Given that EITC amounts are tied to inflation, tying the minimum wage to inflation seems to make just as much sense. Raising it in big, unpredictable steps is maybe the worst way to do it.
Meh. There’s all kinds of nuance in an academic / theoretical discussion. But advocating to raise the minimum wage isn’t an academic / theoretical discussion. It’s a policy discussion. And, in terms of policy, I stand by my characterization of the minimum wage as both foolish and objectively dumb.
FWIW, I’m trying to be nice. The other alternative is that it’s nefarious and cynical because it pits a popular policy against the interests of those the policy is supposed to help.
Economically speaking, this analysis is incorrect.
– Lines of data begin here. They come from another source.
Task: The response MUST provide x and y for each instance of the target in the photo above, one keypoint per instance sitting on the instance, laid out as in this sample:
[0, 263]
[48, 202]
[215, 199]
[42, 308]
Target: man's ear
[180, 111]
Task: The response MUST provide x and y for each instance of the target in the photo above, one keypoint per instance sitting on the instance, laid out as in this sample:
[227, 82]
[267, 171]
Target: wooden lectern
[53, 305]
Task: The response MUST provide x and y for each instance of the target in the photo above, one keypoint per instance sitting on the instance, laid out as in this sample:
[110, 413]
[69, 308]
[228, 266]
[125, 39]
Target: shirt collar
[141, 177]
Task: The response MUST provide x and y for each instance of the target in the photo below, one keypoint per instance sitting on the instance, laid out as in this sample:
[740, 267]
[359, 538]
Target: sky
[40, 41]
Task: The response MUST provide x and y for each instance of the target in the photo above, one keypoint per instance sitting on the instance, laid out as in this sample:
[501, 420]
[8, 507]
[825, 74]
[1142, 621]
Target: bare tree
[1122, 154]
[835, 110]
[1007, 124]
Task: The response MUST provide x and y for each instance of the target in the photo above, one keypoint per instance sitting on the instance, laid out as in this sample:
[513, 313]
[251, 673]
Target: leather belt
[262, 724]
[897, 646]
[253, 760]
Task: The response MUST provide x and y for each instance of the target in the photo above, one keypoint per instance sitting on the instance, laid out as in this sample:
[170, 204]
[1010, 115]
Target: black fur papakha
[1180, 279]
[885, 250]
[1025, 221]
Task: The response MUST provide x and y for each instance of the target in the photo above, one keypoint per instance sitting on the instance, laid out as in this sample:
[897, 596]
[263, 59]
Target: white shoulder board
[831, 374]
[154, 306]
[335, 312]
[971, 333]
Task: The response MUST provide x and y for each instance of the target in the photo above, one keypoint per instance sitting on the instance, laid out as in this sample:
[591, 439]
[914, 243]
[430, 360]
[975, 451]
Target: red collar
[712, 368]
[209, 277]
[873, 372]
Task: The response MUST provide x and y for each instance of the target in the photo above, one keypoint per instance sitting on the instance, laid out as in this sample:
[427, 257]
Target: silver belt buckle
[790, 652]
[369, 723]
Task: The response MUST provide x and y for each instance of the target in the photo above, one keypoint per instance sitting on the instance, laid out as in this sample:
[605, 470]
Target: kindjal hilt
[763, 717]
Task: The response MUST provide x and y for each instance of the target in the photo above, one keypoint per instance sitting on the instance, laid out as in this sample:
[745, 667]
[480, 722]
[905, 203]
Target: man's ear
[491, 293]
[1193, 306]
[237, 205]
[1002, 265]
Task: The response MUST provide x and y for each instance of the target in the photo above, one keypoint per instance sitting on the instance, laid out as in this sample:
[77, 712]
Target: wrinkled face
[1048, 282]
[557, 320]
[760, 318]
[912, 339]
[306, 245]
If the hikes are unpredictable and short-term, you wouldn’t expect corporations to respond with massive investments in automation. As a result, the negative impacts on employment are minimized. If you tie it to inflation, the predictability of the hikes and their long-term duration will make automation much more palatable, and the impact on jobs will be far, far worse.
Quick note: I just turned threaded comments off. So you can now no longer reply to a comment. That may make this thread a bit more confusing.
(I turned them off because in theory they work, but in practice we didn’t have enough comments to justify them. Especially when they were limited at only 5 levels deep, and we ran into that pretty regularly.)
If payroll expenses are likely to take a huge jump in the near future, corporations are LESS likely to make a huge investment in ways to mitigate that huge payroll jump? The opposite would seem to be true. If there’s 25% chance I’m about to be hit very hard, I’m taking big actions NOW to mitigate that. If the hit never comes, I’m now poorer but better prepared for the inevitable, eventual hit.
A converse example: If payroll expenses are expected to climb at a known rate, a steady offsetting of those expenses (through automation) seems like the logical response.
Big risk, big defense. Known, small risk: steady mitigation.
In any case: Automation is inevitable so adding it will only be an issue in the short term (e.g: until all the grocery lines are self-checkout). Worrying about an issue that’s likely to only affect wages for a few years seems like a distraction.